Корсаков помог ей достать из шкафа чайный сервиз с затейливым рисунком. Тонкие чашки были прозрачны той обманчивой чистотой, которая присуща лишь жемчужинам. Игорь даже не удержался и попытался взглянуть сквозь чашку на свет.
– Саксонский фарфор, – пояснила Лада Алексеевна. – Не правда ли, прекрасно?
– Изумительно, – подтвердил Корсаков.
– Мой дед привез сервиз из Германии в конце девятнадцатого века. Кстати, как и картину, которую я вам подарила, – Лада Алексеевна обернулась к двери и немного повысила голос: – Анна, ты скоро? За это время можно ведро вскипятить.
– Уже иду, бабуля, – отозвалась девушка.
– Я строга с внучкой, – пояснила Лада Алексеевна, – она еще ребенок и притом балованный. К сожалению, мой племянник, ее отец, избаловал девочку. Надеюсь, вами она не пытается управлять?
– Случается, – усмехнулся Корсаков.
– Не позволяйте ни в коем случае! Если впоследствии вы хотите иметь рядом настоящую женщину, не важно: друга, жену или любовницу – никогда не позволяйте Анюте командовать собой.
– Я постараюсь.
– Вот и я, – Анюта вошла в комнату с чайником в руке. – Я хочу чай с мятой и мелиссой. Бабуля заваривает удивительный чай. Заваришь, бабуля?
– Нет, молодые люди. Сегодня я вам предложу нечто другое, – Лада Алексеевна поднялась со стула, подошла к письменному столу и достала из нижнего ящика разрисованную драконами железную банку из-под китайского жасминового чая. – Анна, сполосни кипятком заварочный чайник и посиди спокойно минут пять. Мне надо сосредоточиться.
Она взяла у Анюты горячий от кипятка заварочный чайник, Корсаков, по ее просьбе, открыл жестяную банку. В нос ударил запах трав. Лада Алексеевна зачерпнула из банки три ложки размельченной зеленоватой травы, всыпала в чайник, плеснула немного кипятку и поставила на стол, накрыв чайник ватной куклой в широком толстом платье. Движения старой женщины были неспешные и плавные, словно она исполняла особый ритуал. Присев на стул, она посмотрела на сидящих рядышком Игоря и Анюту.
– Дорогая моя, что у тебя за прическа?
– А что? – Анюта вскочила, подошла к шкафу и вгляделась в помутневшее, с отслоившейся кое-где амальгамой, зеркало. – Сейчас так носят. Бабуля! Ты отстала от жизни.
– Возможно, что и отстала, но прическа должна соответствовать общему облику. Сегодня на тебе вечернее платье или то, что сейчас под ним подразумевают, а волосы лежат так, будто ты всю ночь кувыркалась на сеновале с трактористом Ваней.

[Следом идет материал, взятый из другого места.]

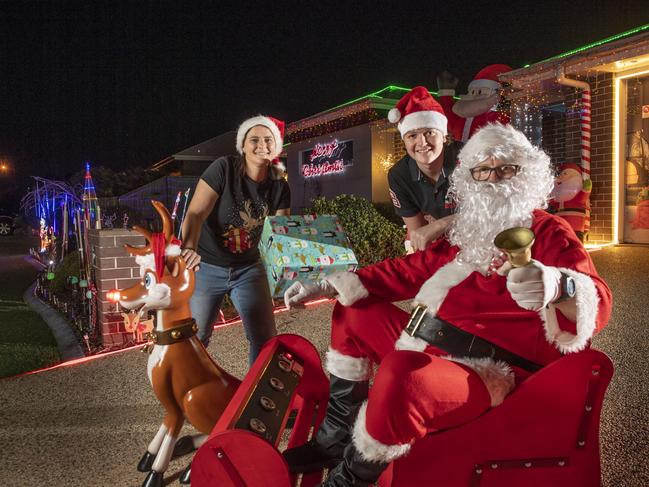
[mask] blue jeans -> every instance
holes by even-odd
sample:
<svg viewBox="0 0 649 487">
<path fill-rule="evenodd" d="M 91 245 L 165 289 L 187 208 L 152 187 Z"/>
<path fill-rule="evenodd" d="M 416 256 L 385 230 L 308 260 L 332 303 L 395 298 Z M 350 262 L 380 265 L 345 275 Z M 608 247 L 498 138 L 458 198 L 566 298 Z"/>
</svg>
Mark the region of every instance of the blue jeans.
<svg viewBox="0 0 649 487">
<path fill-rule="evenodd" d="M 248 365 L 252 365 L 264 343 L 277 335 L 273 300 L 261 262 L 244 267 L 201 262 L 189 305 L 198 325 L 198 338 L 205 347 L 210 342 L 223 297 L 228 293 L 243 322 L 250 343 Z"/>
</svg>

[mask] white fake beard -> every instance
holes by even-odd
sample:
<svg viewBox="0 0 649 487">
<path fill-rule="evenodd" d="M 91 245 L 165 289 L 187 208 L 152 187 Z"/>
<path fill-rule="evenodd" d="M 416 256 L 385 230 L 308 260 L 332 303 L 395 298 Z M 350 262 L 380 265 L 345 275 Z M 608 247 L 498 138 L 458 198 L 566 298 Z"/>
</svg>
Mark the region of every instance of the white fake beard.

– Теперь на это никто не смотрит!
– На кувыркание на сеновале? Вполне допускаю, – кивнула Лада Алексеевна, – но вкус хоть какой-то должен присутствовать в одежде и облике.
– Бабуля, ну я тебя прошу: хоть при Игоре не пили меня, – Анюта уселась на стул и надула губы, как ребенок.
– Отчего же не при нем? – удивилась Белозерская. – Если мне не удается на тебя повлиять, так может, вместе мы справимся. Для женщины чрезвычайно важен стиль в одежде, а прическа должна непременно соответствовать ему. Молодой человек, я вас попрошу, поскольку вкус у вас более развит, чем у этой несносной девчонки, последите, во что она одевается.
– С удовольствием, – Корсаков злорадно взглянул на Анюту.
– Да ну вас, – девушка махнула на него рукой и, вскочив с места, взялась за чайник. – Пора долить.
– Посиди спокойно, егоза, – остановила ее Лада Алексеевна, – я сама сделаю.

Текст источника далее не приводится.